Jordanie : le Wadi Ram, un désert mythique

Jordanie : le Wadi Ram, un désert mythique
Wadi Rum © vadim_ozz - stock.adobe.com

Situé au sud de la Jordanie, à 2 h de Pétra, le Wadi Ram (prononcer rom) est un désert pas comme les autres, habillé de rouge, de jaune, de blanc qu’embrasent et magnifient des levers et des couchers de soleil d’anthologie. Le sable y dispute l’espace à de magnifiques formations de grès marquées par les rides lointaines des poussées géologiques.

L’homme aussi y a laissé sa signature, sous forme de gravures rupestres bien antérieures au Christ et d’empreintes de méharées, désormais recouvertes par les traces rainurées des pneus de 4x4. Car les Bédouins ont les deux pieds bien ancrés dans le 21e s et leur téléphone cellulaire vissé au keffieh traditionnel s’accommode bien du nomadisme touristique. Pour autant, ils préservent jalousement leur mode de vie si particulier, que Lawrence d’Arabie partagea et raconta jadis.

Un mode de vie qui se retrouve encore le soir, au coin du feu, sous un festival d’étoiles, au son du luth et de la rababa. Ce trésor a été inscrit par l’Unesco en 2011 au Patrimoine mondial de l’humanité dans la rubrique « Nature et Culture ».

Lawrence d’Arabie, le héros du Wadi Ram

Lawrence d’Arabie, le héros du Wadi Ram
7 piliers de la Sagesse © EyesTravelling - stock.adobe.com

Aujourd’hui encore, Lawrence d’Arabie (1888-1935), de son vrai nom Thomas Edward Lawrence, alimente l’imaginaire du Wadi Ram, un siècle après son épopée qui a changé le destin de la région. Travaillant pour les services secrets britanniques, il s’impose dès son arrivée en 1916 au village de Ram, que domine une immense montagne de grès rouge baptisée Les 7 piliers de la Sagesse.  En écho au titre du fameux bouquin dans lequel T.E. Lawrence raconte son incroyable aventure.

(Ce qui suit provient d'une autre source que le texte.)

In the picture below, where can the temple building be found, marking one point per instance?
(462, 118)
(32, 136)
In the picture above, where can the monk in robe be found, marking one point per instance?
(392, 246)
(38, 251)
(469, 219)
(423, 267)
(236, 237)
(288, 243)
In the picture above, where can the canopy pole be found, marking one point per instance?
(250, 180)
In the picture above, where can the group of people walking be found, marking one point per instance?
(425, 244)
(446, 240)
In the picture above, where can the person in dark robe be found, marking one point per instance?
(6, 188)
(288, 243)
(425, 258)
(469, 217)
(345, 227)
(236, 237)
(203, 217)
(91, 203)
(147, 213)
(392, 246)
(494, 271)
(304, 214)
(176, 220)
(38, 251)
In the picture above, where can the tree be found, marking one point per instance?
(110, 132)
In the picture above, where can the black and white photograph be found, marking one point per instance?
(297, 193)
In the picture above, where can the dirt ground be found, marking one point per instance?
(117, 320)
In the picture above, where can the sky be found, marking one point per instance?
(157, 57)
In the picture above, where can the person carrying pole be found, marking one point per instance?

Agent de liaison britannique, alors que la Première Guerre mondiale faisait rage, Lawrence était venu dans la région attiser les instincts d’autonomie de la nation arabe dans le but de déstabiliser l’ennemi ottoman d’alors. Les Arabes obtiendront leur autonomie et leur roi (Fayçal, compagnon d’armes de Lawrence). Les Britanniques, quant à eux, gagneront cette bataille de l’ombre. Toutefois, ils écarteront Lawrence, ce jeune officier devenu un peu trop autonome, trop proche des Arabes. 

Les Bédouins n’en ont pourtant pas gardé non plus un souvenir impérissable, regrettant de devoir à un Infidèle la victoire sur d’autres enfants d’Allah. "El Aurens", comme on le surnomme ici, est mort dans un stupide accident de moto, laissant aux âmes romanesques son récit épique et aux cinéphiles l'un des chefs-d’œuvre d’Hollywood, Lawrence d’Arabie de David Lean, récompensé par 7 Oscars.

C’est ici même, dans le Wadi Ram, que David Lean planta ses caméras pour immortaliser Peter O’Toole, Alec Guinness, Omar Sharif et Anthony Quinn sur fond de musique de Maurice Jarre.

Wadi Ram : les sites à voir

Wadi Ram : les sites à voir
Wadi Rum © arkady_z - stock.adobe.com

Deux villages servent de « porte d’entrée » au Wadi Ram. Comme si le désert avait besoin de l’homme pour lui décréter des entrées !

Au-delà, 740 km² ont été décrétés zone réglementée, dont une portion est une zone sauvage, que l’on peut visiter, mais où les constructions permanentes sont strictement interdites. Pour s’enfoncer dans ces sables, on troque son véhicule classique contre un 4x4, un cheval ou un dromadaire.

On peut même y effectuer d’inoubliables randonnées pédestres. Le tout aux bons soins d’un Bédouin qui servira de guide pour de courtes virées diurnes ou des circuits itinérants de plusieurs jours avec nuits en bivouac.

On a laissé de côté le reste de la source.